Stack Overflow Asked by DoubleDouble on July 22, 2020
I have two arrays of different sizes, but I am trying to overwrite some values within the first array with values from the second array on the matching "keys". My actual problem may have many, many rows, and I have already determined that this is currently bottle-necking my program.

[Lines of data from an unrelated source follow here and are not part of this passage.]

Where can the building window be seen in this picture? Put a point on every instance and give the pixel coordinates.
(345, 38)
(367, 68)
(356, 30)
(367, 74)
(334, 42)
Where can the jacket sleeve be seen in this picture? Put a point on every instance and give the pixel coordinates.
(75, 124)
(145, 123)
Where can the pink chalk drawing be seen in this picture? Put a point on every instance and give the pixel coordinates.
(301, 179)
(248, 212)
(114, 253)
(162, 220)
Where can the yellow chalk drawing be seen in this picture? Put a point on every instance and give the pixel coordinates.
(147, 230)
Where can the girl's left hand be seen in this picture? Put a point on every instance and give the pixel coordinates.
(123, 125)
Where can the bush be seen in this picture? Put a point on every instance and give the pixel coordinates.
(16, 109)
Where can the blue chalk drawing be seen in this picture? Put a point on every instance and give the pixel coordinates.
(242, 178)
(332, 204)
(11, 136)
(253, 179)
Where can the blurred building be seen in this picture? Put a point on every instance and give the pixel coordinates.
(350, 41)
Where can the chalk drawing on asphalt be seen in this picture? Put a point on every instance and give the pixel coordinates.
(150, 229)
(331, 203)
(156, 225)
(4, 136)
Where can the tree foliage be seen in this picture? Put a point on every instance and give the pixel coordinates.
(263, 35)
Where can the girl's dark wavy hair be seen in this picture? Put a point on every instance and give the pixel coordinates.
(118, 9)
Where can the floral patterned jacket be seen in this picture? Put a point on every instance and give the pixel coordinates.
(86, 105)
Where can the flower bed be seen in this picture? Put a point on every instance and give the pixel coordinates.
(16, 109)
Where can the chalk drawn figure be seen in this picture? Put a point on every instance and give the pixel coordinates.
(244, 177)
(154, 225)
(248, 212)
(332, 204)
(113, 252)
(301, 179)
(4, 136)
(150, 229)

edit: I failed to recognize that there may be duplicate values in a1, which should stay duplicated. I added one such example to the np.array examples.
example:
import numpy as np
# first two columns are 'keys', overwrite the 3rd column in a1 with the 3rd column from a2
# some values may be missing from a2. Those should keep the value in a1
a1 = np.array([[ 0.0, 2.0, 10.0 ],
[ 0.0, 2.0, 10.0 ],
[ 0.0, 3.0, 10.0 ],
[ 1.0, 3.0, 10.0 ],
[ 1.0, 13.0, 10.0 ],
[ 2.0, 2.0, 10.0 ],
[ 2.0, 5.0, 10.0 ]])
a2 = np.array([[ 0.0, 2.0, 0.0 ],
[ 0.0, 3.0, 0.713 ],
[ 1.0, 3.0, 0.713 ],
[ 1.0, 13.0, 1.0 ],
[ 2.0, 2.0, 0.0 ]])
# wanted result:
np.array([[ 0.0, 2.0, 0.0 ],
[ 0.0, 2.0, 0.0 ],
[ 0.0, 3.0, 0.713 ],
[ 1.0, 3.0, 0.713 ],
[ 1.0, 13.0, 1.0 ],
[ 2.0, 2.0, 0.0 ],
[ 2.0, 5.0, 10.0 ]])
When I do this brute force, I would simply take each row in a2
and loop through each row in a1
to replace values on matches, but is there a way to do this that runs more efficiently? Some way to vectorize the operation on at least one of the loops? My actual case involves many rows in both arrays and this takes a looooong time.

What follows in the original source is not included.